I cattolici della Papua piangono p. Nico Dister, l'ultimo missionario francescano olandese
Grande studioso di filosofia e formatore di leader religiosi e laici è morto nei Paesi Bassi all'età di 87 anni dopo averne vissuti oltre 50 al servizio della Chiesa in Indonesia. Tra le sue eredità anche una fondazione che si prende cura degli orfani a Jayapura.
Giacarta (AsiaNews) - La comunità cattolica della Papua piange in queste ore la scomparsa di p. Nico Syukur Dister, dell'ordine dei frati minori francescani, morto a 87 anni il 12 aprile 2026 nei Paesi Bassi, sua terra natale, dopo oltre 50 anni trascorsi in Indonesia. Era conosciuto come l’ultimo missionario francescano olandese e un importante docente di filosofia, attivo per decenni presso la Scuola di Filosofia e Teologia “Fajar Timur” di Abepura, a Jayapura, in Papua, dove insegnava dal 1983.
Prima della sua missione in Papua, aveva insegnato filosofia alla Scuola “Driyarkara” di Giacarta, istituzione fondata grazie alla collaborazione tra l’arcidiocesi locale, i gesuiti e i francescani. La sua attività in Indonesia è durata quasi 53 anni: 12 a Giacarta e 41 in Papua. Nel 2024 era rientrato nei Paesi Bassi per motivi di salute e per l’età avanzata.
Nato a Maastricht nel 1939, dopo l’ingresso nell’ordine dei frati minori, aveva studiato filosofia e teologia nei Paesi Bassi, in Belgio e in Germania, specializzandosi in psicologia della religione. Conseguì il dottorato in filosofia all’Università di Lovanio nel 1972, con una tesi sulla coincidenza degli opposti nel pensiero di Nicola Cusano.
Arrivato in Indonesia nel 1973, iniziò a insegnare teologia fondamentale, metafisica e psicologia della religione a Giacarta. Dal 1983 fu poi destinato alla Papua, regione dove dedicò il resto della sua vita alla formazione accademica e pastorale.
Nel 2024, al momento della sua partenza dall'Indonesia per rientrare nei Paesi Bassi, i frati francescani della Papua gli avevano reso omaggio con una Messa di ringraziamento a Jayapura, alla presenza del vescovo locale e di numerosi religiosi, studenti e fedeli. Durante la celebrazione, il suo servizio missionario era stato paragonato a quello dell’apostolo Filippo, per il suo impegno nell’insegnamento e nella formazione spirituale. Nel suo saluto finale, p. Nico invitò tutti a pensare positivamente agli altri, sottolineando che questo atteggiamento conduce alla salvezza.
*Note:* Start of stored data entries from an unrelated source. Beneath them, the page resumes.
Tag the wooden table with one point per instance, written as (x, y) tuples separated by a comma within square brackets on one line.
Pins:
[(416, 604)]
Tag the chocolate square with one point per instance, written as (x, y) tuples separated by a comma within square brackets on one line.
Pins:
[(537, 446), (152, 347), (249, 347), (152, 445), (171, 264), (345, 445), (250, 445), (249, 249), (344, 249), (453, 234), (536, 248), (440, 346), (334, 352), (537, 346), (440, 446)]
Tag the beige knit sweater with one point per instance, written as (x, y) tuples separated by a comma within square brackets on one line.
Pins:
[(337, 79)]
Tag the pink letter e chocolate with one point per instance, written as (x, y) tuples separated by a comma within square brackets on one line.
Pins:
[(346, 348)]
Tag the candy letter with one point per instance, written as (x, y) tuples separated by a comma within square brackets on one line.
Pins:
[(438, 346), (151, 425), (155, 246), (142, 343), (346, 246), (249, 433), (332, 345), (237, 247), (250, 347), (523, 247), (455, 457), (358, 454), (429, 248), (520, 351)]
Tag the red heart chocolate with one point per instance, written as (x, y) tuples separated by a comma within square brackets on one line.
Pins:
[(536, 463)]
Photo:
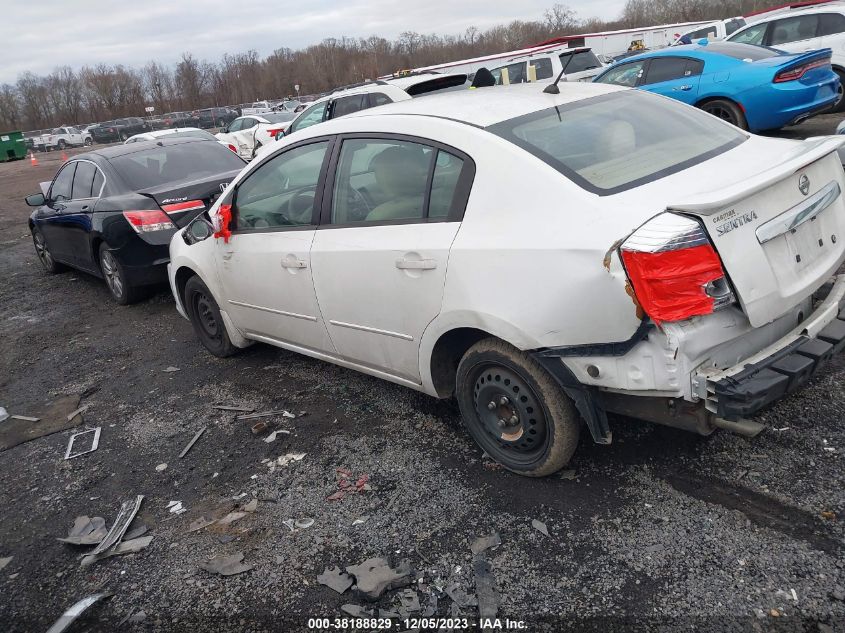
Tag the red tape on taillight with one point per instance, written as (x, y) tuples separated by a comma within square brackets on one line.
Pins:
[(148, 220), (674, 270)]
È ricordato da tutti con gratitudine per il suo contributo alla formazione di molti leader, sia religiosi che laici. Durante la sua permanenza in Papua, contribuì allo sviluppo della missione francescana e fu tra i promotori della Yayasan Putri Kerahiman, una fondazione che si prende cura degli orfani. Attraverso i suoi scritti, ha arricchito il dibattito filosofico e teologico in Indonesia, pubblicando opere su filosofia della religione, cristologia, libertà e teologia sistematica.
Il suo lascito di fede, profondità intellettuale e dedizione instancabile continuerà a vivere nella Chiesa e nel mondo accademico indonesiano, soprattutto in Papua.